Dans la brume électrique – (USA/France – 1h57) de Bertrand Tavernier avec Tommy Lee Jones, John Goodman…
L’essai passé
A ceux qui étaient tentés de faire du dernier film de Tavernier une sorte de chef-d’œuvre maudit, fruit d’une lutte acharnée entre le « gentil » artisan français et la monstrueuse machine hollywoodienne, Dans la brume électrique offre une réponse presque aussi frustrante que prévisible. Il faut dire que l’œuvre du Lyonnais, oscillant entre relents de cinéma « qualité française » poussiéreux (Le juge et l’assassin), déterminisme social franchement appuyé (L’appât) et tentative presque réussie de film de genre politique et énergique (L.627), ne s’est jamais hissée au niveau auquel elle pouvait légitimement prétendre. La première bobine de Dans la brume électrique semble enfin nous faire mentir, surprenant par son sens précis des « à côtés » de la fiction et un plaisir à décrire la géographie américaine, la mythologie inscrite en elle. On se dit alors furtivement que l’odeur du bayou a transformé Tavernier en un Tourneur, version cajun.
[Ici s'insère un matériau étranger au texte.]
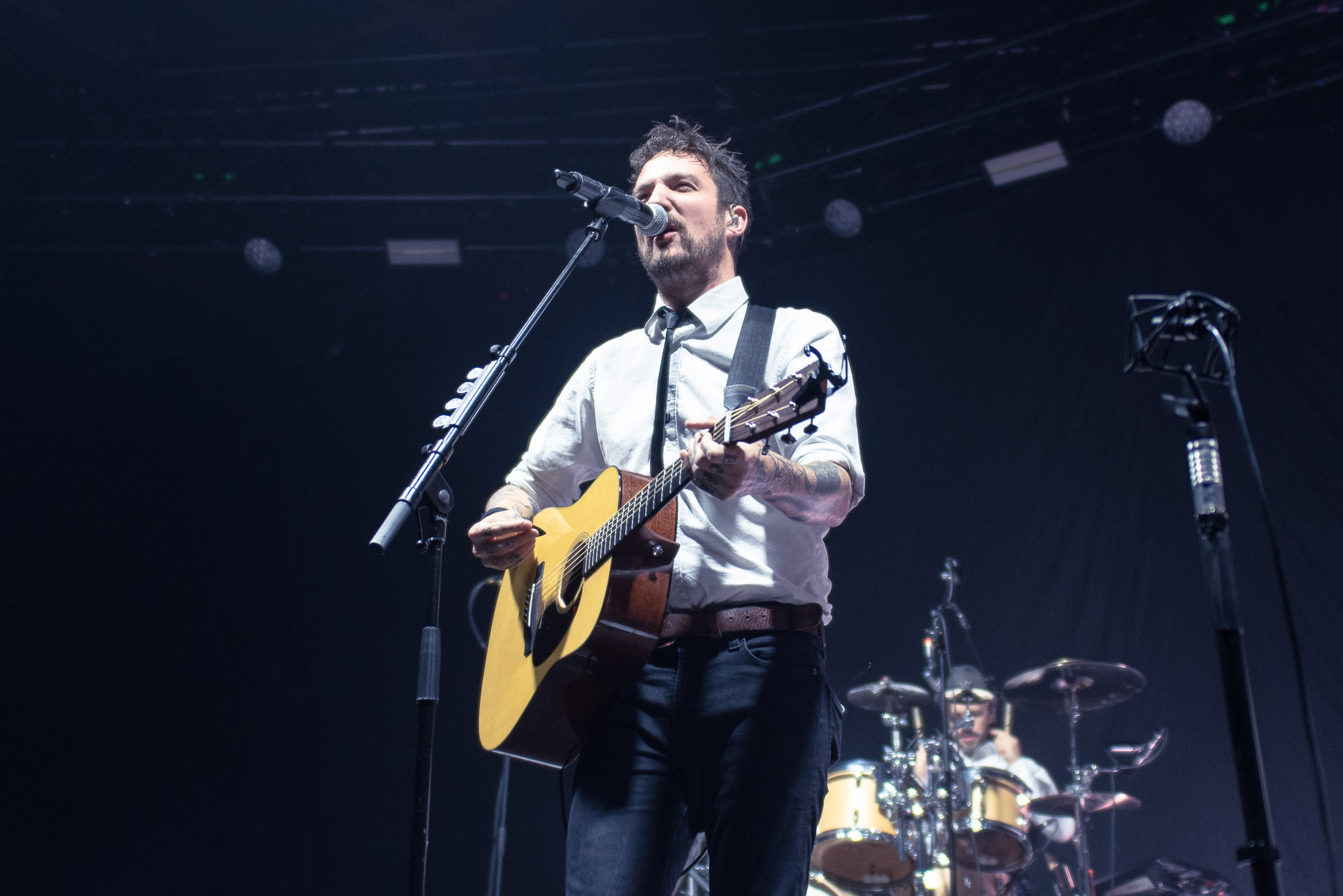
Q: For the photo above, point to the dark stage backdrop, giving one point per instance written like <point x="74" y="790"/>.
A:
<point x="210" y="682"/>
Las, il faut juste une demi-heure à l’auteur de Laissez-passer pour retomber dans ses travers (psychologie bavarde, récit sur-écrit) et, progressivement, passer à côté de son film. Hanté par le passé (un crime raciste, un ami mafieux…), Dave Robicheaux finit par voir de vrais fantômes. Et si Tavernier se contrefout de son intrigue policière, il n’opte jamais pour l’autre piste, laissant de côté ce film d’ambiance sombre et humide qu’on aurait aimé voir. Le cul entre deux chaises, Dans la brume électrique est donc ennuyeux au possible, éclairé ça et là par d’étranges percées sépulcrales. C’est bien peu pour du cinéma, mais suffisant pour prouver que Tavernier est bien meilleur en passeur cinéphile (lire son 50 ans de cinéma américain) qu’en cinéaste fumeux.